Mr. Kelly favors the idea of directors treating sex more seriously and understanding it as a universal, defining human theme. Still, he wonders whether it's possible to include actual sex in a film without it becoming a stunt.
Every movie has some degree of reality, observes Gregg Kilday, a columnist for the Hollywood Reporter. Some actors actually perform dangerous stunts for an action scene. Similarly, when two stars kiss on screen, they're not faking the act. What precludes directors and audiences from demanding that actors engage in actual sex is taste, decorum, and social mores.

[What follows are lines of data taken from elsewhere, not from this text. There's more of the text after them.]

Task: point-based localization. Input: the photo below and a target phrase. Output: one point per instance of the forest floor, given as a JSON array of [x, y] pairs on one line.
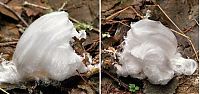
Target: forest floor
[[116, 15], [179, 15]]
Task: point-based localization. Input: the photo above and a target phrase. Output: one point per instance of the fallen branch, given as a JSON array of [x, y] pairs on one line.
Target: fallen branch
[[4, 91]]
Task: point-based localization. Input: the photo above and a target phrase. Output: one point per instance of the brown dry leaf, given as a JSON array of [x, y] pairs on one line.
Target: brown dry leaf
[[33, 11], [129, 13]]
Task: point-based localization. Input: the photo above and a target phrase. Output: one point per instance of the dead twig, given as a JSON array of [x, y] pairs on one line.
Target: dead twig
[[76, 21], [168, 17], [116, 13], [85, 80], [35, 5], [4, 91], [190, 41], [15, 13]]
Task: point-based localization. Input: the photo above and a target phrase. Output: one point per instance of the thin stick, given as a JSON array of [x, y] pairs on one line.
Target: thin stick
[[136, 12], [190, 41], [168, 17], [16, 14], [85, 80], [63, 5], [76, 21], [4, 91]]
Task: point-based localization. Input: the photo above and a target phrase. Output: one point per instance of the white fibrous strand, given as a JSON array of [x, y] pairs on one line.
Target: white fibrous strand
[[44, 51]]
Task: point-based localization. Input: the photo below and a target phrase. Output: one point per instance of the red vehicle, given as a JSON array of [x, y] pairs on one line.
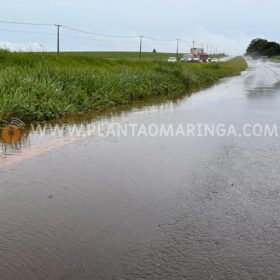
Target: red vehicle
[[204, 57]]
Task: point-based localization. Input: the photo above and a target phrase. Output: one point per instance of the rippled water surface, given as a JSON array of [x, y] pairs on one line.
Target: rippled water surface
[[149, 207]]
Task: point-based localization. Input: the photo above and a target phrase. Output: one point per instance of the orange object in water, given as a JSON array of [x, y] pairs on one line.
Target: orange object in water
[[11, 134]]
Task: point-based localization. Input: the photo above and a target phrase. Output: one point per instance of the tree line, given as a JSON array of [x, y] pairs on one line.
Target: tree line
[[262, 47]]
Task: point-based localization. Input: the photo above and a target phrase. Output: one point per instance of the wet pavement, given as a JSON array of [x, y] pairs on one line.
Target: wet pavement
[[149, 207]]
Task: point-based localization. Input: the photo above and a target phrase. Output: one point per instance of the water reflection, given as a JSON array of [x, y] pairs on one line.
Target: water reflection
[[18, 139]]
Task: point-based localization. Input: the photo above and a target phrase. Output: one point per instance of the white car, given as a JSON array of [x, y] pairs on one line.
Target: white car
[[172, 59]]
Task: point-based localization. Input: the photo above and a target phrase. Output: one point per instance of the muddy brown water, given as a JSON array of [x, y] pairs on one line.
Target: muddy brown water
[[149, 207]]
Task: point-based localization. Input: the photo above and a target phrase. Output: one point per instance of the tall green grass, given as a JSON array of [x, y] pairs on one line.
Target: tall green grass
[[40, 86]]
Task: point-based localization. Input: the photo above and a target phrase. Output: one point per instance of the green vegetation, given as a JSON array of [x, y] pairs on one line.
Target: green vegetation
[[261, 47], [41, 86]]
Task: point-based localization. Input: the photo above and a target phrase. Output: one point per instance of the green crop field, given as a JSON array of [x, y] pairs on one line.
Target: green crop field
[[41, 86]]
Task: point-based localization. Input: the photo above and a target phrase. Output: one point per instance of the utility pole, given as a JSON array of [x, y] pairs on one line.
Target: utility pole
[[140, 53], [193, 44], [58, 37], [177, 51]]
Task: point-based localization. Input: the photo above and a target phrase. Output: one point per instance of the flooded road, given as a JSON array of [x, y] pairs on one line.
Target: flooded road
[[149, 207]]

The latest wave of edgy directors deplore such artifice. "What's wrong with showing sex?" demanded Mr. Winterbottom after screening "Nine Songs" at this year's Cannes Film Festival. One argument is that scenes of actual sex in a movie can serve to heighten realism in a story.
But Mr. Kilday says the effect is so jarring for viewers that the opposite is true. "The fact that two actors may be engaged in sex somehow becomes too real, and suddenly you're not watching a fictional representation," he says.
Audience reaction of that sort is likely to check further demand for onscreen sex.
"The truth is not necessarily arrived at through the actual doing of the deed," says Linda DeLibero, associate director of film and media studies at the Johns Hopkins University in Baltimore. "If that were so, there just couldn't really be such a thing as art."